A mí me parecía un poco ridículo, esos nenes debían ir al jardín igual, pero después la besaba a ella y sus preocupaciones de pequeña madre se iban diluyendo…
Todo el día pensaba en Patricia, y la llamaba por teléfono a la noche. Recuerdo una vez, que me atendió y me dijo que estaba apurada (y de hecho sonaba agitada), que no podía hablar en ese momento porque estaba cocinando, pero que al día siguiente nos veríamos como siempre. Entonces le mandé un beso, le deseé buenas noches y me quedé mirando una película en el living.
Sabía que pronto iba a ser su cumpleaños, estaba por cumplir quince, pero esto yo no lo sabía entonces.
En algún momento me contó que iba a enviar algunos de sus poemas a un concurso, y que necesitaba que la ayudara a seleccionar cuáles pondría en el sobre.

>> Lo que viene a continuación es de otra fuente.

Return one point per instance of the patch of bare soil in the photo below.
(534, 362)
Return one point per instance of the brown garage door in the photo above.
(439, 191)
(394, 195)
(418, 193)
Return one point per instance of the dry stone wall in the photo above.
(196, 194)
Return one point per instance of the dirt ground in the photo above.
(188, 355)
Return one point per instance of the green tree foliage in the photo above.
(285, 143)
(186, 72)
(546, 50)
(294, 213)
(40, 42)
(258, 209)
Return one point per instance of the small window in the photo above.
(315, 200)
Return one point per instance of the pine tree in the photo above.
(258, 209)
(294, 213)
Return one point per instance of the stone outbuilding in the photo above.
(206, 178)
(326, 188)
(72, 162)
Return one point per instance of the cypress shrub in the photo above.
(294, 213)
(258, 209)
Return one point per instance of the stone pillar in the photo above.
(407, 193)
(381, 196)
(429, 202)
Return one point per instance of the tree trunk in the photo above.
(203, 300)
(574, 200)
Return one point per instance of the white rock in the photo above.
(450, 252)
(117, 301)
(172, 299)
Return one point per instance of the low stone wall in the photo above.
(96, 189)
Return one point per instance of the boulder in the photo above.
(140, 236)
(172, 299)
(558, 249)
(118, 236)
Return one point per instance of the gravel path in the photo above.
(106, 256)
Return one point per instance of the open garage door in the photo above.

Le pregunté por qué no me los mandaba por mail, y me dijo que estaba sin computadora. Pensé que no le funcionaría bien, entonces me ofrecí para digitalizarlos.
Quizás nunca debí preguntar tanto. O era que mis preguntas nunca resultaban indicadas. Tampoco pensé que preguntando podría llegar a saber más de ella, ¿quería saber algo sobre Patricia? En la lejanía del tiempo puedo contestar que no.
Está claro que el miedo a lo que pudiera llegar a encontrar me atormentaba. Era más fácil verla desaparecer cada día, por las tardes, cuando caía el sol y era hora de despedirnos, que recordarle el mundo que me había inventado junto a ella.
Tampoco es cosa de todos los días encontrar una pequeña razón para sentarse a escribir, o para recordar con más ternura a Luci y a Tomás al volver a casa.
Y no es que fuera demasiado pedirle a la vida querer tenerla para siempre conmigo, sacarla de su casa como si la estuviera secuestrando, porque la estaría salvando para siempre de su vida miserable. Es cierto que yo sabía que era una persona miserable, pero no iba a decírselo todavía. Era muy chica para entender las miserias, apenas las contemplaba en sus poesías, acercándose apenas con versos a la idea de “desamparo”, que no puedo decir de Patricia (no podía tampoco decir de mí), que tuviera alguna idea mordaz sobre lo que realmente estaba sucediendo.
Las ideas se desvanecen rápidamente, Patricia, con la rapidez inexacta de los días que no acaban.
Los días se desvanecen rápidamente, Patricia, con la inmediatez putrefacta de los alimentos echados a perder porque faltó revisarlos. ¡Faltó revisarlos, Patricia! ¡Faltó darse cuenta!
¡Faltaron horas, faltaron días, faltaron bestias enajenadas que se se avalanzaran sobre la vida, y le arrancaran a la mierda de los días una herida de felicidad, Patricia!
¡Faltaron miserias! ¡Faltaron ojos! ¡Faltaron cuerpos, faltó violencia!
Me faltó darme cuenta que todo lo que pasé por alto es lo que hoy me aplasta la vida.
Lo que sobra es remanente de la conciencia que en tu memoria (la fantasmagoria de la niebla por la ventana del tren) hace que una locomotora me quite el aliento y me revuelva la tripa.